Synthetic data mimics real health-care data without patient-privacy concerns
The COVID-19 pandemic has accelerated the need to quickly understand how best to fight the virus, but it also presents challenges to initiating studies involving actual patients, such as obtaining consent when patients are critically ill or recruiting patients who may be reluctant to leave their homes.
But what if some research could be conducted using synthetic datasets that mimic real patient populations but don't carry the risk of disclosing protected health information? That's the aim behind an initiative at the Institute for Informatics at Washington University School of Medicine in St. Louis. The institute is making synthetic datasets more widely available to university researchers, with the goal of speeding up research that could save lives.
The institute has shown that software, called MDClone, can accurately produce synthetic data based on real patient data in electronic health records.
In a study published recently in the Journal of the American Medical Informatics Association: Open, researchers at the Institute for Informatics showed that synthetic data accurately mimicked the results of clinical studies that had been performed using the real patient datasets.
Rather than take traditional steps to conceal the identities of real patients in the dataset, the software instead produces a new set of simulated patients that, in aggregate, recreate the characteristics of the real patients, such as measures of body mass index, blood pressure and kidney function. These simulated patients have no direct counterparts in the real data, so the real patients' identities and privacy are protected.
"We've realized the power of synthetic data to accelerate the process of asking and answering questions involving real patient data," said senior author Philip R.O. Payne, the Janet and Bernard Becker Professor and director of Washington University's Institute for Informatics. "Instead of taking weeks and months, we're able to interact with data in real time, while also maintaining the highest levels of privacy and data security.
"We want to ensure that every investigator at Washington University has access to these same capabilities, in order to advance research and discovery across a range of diseases, conditions and populations," he said. "We are working hard to reach out to our research community and help them to access this new capability, and look forward to a future in which the use of this software becomes the standard for assessing hypotheses involving clinical data."
The university is collaborating with MDClone, the company that provides this software for research use. The approach used by the company's software to generate synthetic data, as well as the computational and network environments where the software is used, have been designed to comply with the strictest patient privacy and confidentiality requirements. As a result, there is no way to tie any synthetic data back to real people and their identities. However, investigators do complete a training curriculum and sign a data use agreement that ensure such synthetic data is used responsibly and for scientific research purposes only.

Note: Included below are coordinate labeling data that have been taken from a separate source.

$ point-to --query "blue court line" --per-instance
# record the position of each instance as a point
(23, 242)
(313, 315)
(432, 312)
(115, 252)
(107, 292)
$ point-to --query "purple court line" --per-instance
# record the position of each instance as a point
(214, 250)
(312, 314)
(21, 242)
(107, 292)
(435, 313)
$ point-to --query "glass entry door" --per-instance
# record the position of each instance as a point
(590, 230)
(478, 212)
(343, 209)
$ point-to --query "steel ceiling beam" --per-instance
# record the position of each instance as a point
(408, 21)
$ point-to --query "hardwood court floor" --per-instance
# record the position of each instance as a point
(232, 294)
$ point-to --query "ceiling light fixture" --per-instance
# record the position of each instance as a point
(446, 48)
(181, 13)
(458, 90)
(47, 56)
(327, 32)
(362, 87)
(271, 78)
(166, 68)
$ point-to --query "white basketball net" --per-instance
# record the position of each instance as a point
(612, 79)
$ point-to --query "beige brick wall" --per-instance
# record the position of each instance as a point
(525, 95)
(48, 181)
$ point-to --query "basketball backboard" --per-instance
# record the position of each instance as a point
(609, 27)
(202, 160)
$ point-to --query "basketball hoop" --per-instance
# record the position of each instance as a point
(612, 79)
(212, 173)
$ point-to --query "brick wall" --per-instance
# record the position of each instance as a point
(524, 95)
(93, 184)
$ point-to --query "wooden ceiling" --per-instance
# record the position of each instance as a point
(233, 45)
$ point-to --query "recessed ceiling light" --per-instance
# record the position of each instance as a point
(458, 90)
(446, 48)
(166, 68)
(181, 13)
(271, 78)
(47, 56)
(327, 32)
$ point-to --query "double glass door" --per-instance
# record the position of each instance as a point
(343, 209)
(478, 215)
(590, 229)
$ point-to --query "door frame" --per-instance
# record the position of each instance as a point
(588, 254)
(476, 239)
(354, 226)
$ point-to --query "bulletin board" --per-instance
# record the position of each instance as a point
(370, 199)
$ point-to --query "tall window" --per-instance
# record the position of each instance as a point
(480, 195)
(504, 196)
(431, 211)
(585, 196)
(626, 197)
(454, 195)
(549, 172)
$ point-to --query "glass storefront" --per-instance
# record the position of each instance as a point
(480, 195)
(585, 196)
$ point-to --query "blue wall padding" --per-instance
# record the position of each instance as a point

Researchers could run queries asking, for example, which hospitalized patients with COVID-19 are at highest risk of death, or which drugs correlate with better outcomes for patients with COVID-19.
"Through this system, researchers can build their own queries and download synthetic datasets within minutes or hours," said first author Randi E. Foraker, associate professor of medicine and director of the Center for Population Health Informatics. "It really accelerates the research process. What might normally take months can be done same day, sometimes in a matter of minutes, with synthetic data."
The recent study compared the results of analyses on three different datasets. The first dataset was used to analyze the risk of death among pediatric trauma patients. The second dataset was harnessed to predict which hospitalized patients were most likely to develop sepsis, a life-threatening systemic response to infection. And the third was used to produce a map of rates of chlamydia infections by ZIP code in the St. Louis region over a single year.
The researchers found that the results of the synthetic data analyses were statistically similar to the analyses of the real data, drawing the same conclusions using either type of data. In more than one situation, the results were identical, and in only rare cases was there a statistical difference found between the real and synthetic datasets.
"Our three analyses demonstrated that the synthetic data performed well relative to the original data, but we're still testing the outer limits of what synthetic data can do," Foraker said. "It's not a guarantee that in every scenario the synthetic data will fully mimic the original data. We encourage researchers to run their own validation studies. If researchers want to run queries on synthetic data, get some preliminary results or generate some hypotheses before requesting access to real data, that would be a good use of this platform. It's also an excellent resource for students to get the opportunity to work with real-world patient data."